Equally unprecedented was the next joint project of LibforAll and the Wiesenthal Center — a weeklong trip to Israel and the West Bank by a five-member delegation of leaders of the two largest Muslim movements in Indonesia. The participants visited with missile-plagued residents of Sderot, danced with yeshiva students in Kiryat Shemona, dialogued in Ramallah with Mohammed Dajani, a Palestinian proponent of non-violence, and held an hour-long meeting with President Shimon Peres.

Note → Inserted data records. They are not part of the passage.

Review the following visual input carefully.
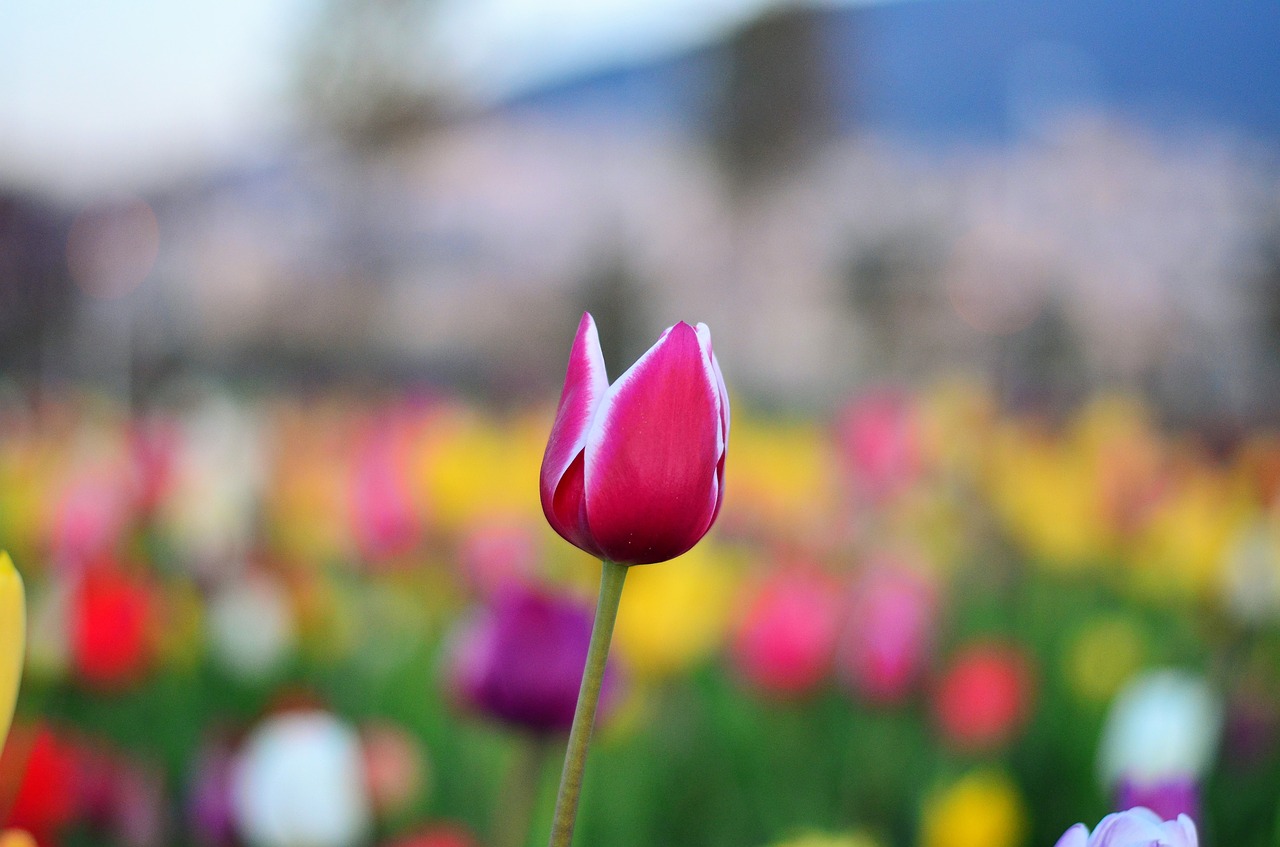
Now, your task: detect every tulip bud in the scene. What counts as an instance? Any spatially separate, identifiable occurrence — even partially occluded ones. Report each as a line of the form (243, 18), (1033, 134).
(0, 551), (27, 747)
(540, 315), (730, 564)
(1098, 669), (1222, 787)
(933, 641), (1033, 752)
(232, 711), (370, 847)
(733, 566), (842, 697)
(449, 586), (614, 733)
(1055, 809), (1199, 847)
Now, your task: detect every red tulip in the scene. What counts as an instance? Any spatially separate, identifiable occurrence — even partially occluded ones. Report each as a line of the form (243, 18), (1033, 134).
(733, 566), (842, 697)
(934, 642), (1032, 751)
(837, 562), (937, 704)
(540, 315), (728, 564)
(388, 824), (480, 847)
(840, 390), (922, 500)
(0, 727), (81, 843)
(72, 566), (152, 688)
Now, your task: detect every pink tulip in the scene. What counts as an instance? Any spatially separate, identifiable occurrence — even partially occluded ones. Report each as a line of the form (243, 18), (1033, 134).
(837, 562), (937, 704)
(1055, 806), (1199, 847)
(733, 564), (844, 699)
(540, 313), (728, 564)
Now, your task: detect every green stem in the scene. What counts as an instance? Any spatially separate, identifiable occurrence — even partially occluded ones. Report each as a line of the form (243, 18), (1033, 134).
(550, 559), (627, 847)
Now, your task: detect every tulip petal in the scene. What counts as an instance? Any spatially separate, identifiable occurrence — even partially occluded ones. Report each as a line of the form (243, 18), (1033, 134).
(539, 312), (609, 551)
(1053, 824), (1089, 847)
(1089, 806), (1162, 847)
(585, 322), (724, 564)
(698, 324), (728, 523)
(1165, 814), (1199, 847)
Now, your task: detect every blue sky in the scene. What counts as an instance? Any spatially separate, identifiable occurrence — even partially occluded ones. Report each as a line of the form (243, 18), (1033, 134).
(0, 0), (829, 196)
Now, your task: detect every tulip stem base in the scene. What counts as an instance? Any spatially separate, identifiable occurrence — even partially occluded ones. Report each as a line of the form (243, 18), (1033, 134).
(550, 559), (627, 847)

Taylor was asked whether the credibility of his organization is not undercut in the Muslim world when it seeks U.S. funding and works closely with Jewish groups.

“The reality is that no matter what we do, our enemies are going to denounce us as tools of the Americans and Zionists,” he said. “So we might as well go ahead and take money from all available sources so that we can expand the scope and effectiveness of our efforts.”